A transport objective.
For an arterial grid to function as the road network for a public transport system three conditions must hold: (1) residential densities must be sufficiently high to sustain public transport;
(2) the roads need to be spaced not more than one kilometer apart, so the great majority of people can walk to a bus stop
from any location in less than 10 minutes, as in Milton Keynes (figure 5.9); and (3) the width of the rights-of-way for the roads needs to be on the order of 20–30 meters....."

An environmental objective.
To the extent that a good public urban transport system can reduce our future reliance on private automobile travel, the arterial grid provides an essential building block in meeting the goal of reducing our carbon footprint. The organization of the urban periphery into a set of superblocks will also increase the chances that environmental justice concerns will be addressed. The superblock system created by the arterial road network also makes it possible to demand and ensure that each superblock contains an adequate amount of public open space; that environmentally unfriendly facilities are evenly distributed; and that human-scale communities and neighborhoods have a say in the planning, designing, and making of their physical environment......"

A financial objective.
Budget constraints typically prevent putting in place a completed arterial road network incorporating a system of well-paved, well-drained, well-lit, and signed roads in advance of development. That said, cities in rapidly urbanizing countries can acquire the land needed for such a network now, and then individual road segments can be improved to higher standards as demand increases. If demand along a particular road segment never increases, no great harm was done. If demand does increase, it can be met at a cost several decimal orders of magnitude lower than putting an arterial road through a fully built neighborhood.

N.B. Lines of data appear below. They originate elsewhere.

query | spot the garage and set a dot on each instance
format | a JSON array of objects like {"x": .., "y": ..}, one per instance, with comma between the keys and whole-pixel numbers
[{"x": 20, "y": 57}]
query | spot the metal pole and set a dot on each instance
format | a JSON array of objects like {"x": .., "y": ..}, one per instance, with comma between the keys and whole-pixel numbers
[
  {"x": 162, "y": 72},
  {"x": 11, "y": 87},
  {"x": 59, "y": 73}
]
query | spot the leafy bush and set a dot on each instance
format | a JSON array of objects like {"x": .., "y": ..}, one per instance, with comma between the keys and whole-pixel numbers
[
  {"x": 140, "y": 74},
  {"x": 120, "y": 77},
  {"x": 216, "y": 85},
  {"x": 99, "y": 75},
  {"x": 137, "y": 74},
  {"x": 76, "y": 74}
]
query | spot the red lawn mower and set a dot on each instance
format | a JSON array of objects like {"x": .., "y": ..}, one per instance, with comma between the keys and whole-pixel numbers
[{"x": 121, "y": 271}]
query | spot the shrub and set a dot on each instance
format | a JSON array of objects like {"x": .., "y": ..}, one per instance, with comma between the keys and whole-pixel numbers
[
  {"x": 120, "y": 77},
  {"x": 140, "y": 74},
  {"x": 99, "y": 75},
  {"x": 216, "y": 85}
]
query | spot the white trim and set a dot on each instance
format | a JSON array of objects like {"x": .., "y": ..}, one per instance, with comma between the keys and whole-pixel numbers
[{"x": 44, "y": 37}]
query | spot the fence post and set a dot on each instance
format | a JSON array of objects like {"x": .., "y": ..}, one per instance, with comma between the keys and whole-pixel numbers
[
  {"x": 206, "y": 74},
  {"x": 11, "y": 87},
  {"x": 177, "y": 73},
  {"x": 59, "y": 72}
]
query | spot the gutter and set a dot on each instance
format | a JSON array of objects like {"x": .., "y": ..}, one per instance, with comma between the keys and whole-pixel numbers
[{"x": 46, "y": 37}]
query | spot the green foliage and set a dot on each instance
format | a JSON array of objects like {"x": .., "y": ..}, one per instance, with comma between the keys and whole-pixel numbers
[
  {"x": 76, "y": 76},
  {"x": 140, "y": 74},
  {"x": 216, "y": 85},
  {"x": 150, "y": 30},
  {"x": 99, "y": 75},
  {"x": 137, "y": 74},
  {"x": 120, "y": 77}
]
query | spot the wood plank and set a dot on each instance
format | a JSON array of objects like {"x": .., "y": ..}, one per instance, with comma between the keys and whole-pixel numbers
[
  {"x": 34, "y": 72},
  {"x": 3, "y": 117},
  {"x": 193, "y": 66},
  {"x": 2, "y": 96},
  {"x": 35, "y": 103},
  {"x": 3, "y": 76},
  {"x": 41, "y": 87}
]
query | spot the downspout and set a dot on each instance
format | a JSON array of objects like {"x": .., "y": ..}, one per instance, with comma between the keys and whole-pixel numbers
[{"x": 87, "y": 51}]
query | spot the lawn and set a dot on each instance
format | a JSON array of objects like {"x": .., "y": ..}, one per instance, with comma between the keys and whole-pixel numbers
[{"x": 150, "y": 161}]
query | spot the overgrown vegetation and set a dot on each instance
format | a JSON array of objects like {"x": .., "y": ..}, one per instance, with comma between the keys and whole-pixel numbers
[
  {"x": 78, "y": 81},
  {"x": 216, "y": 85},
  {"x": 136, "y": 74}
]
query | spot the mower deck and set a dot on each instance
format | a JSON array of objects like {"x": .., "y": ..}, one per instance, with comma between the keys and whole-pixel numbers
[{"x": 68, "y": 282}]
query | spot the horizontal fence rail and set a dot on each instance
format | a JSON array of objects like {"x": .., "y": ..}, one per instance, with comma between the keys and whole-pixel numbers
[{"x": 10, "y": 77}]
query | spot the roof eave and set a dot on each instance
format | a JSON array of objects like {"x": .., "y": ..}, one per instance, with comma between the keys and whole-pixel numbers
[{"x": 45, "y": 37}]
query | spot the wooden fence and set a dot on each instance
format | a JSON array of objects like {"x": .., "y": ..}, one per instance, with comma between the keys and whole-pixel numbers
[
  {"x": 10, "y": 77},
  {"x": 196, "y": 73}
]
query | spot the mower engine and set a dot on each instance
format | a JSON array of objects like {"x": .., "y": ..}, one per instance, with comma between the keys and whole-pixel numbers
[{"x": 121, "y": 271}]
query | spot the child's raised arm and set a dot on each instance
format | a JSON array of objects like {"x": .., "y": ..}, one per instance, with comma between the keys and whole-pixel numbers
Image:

This is the essence of the strategy proposed by Taleb (2007) for mitigating the uncertain consequences of unforeseen expansion at the lowest possible cost.

What does initiating the advance acquisition of the arterial road network now mean in practice? There is no global ready-made
answer, but the case of Milagro, Ecuador, offers an example (box 5.1)......"

Economic Sabotage?

"......Page 40. Historical evidence shows that cities in modernising economies have consistently expanded their footprints 16-fold in 70 years. "How" could these cities have been "contained" without seriously distorting the economic growth and beneficial outcomes for humanity that resulted? What do Western advisers think will happen to developing nation cities today if they attempt to "contain" them?.....

"......Page 53: "Containment is inappropriate in urbanizing countries"....."

Wodehouse comments: Unless Western planners are attempting to sabotage the competitiveness of the economies of the nations they are advising.....? See my earlier comments below.

No response yet from anyone? Is the worm turning?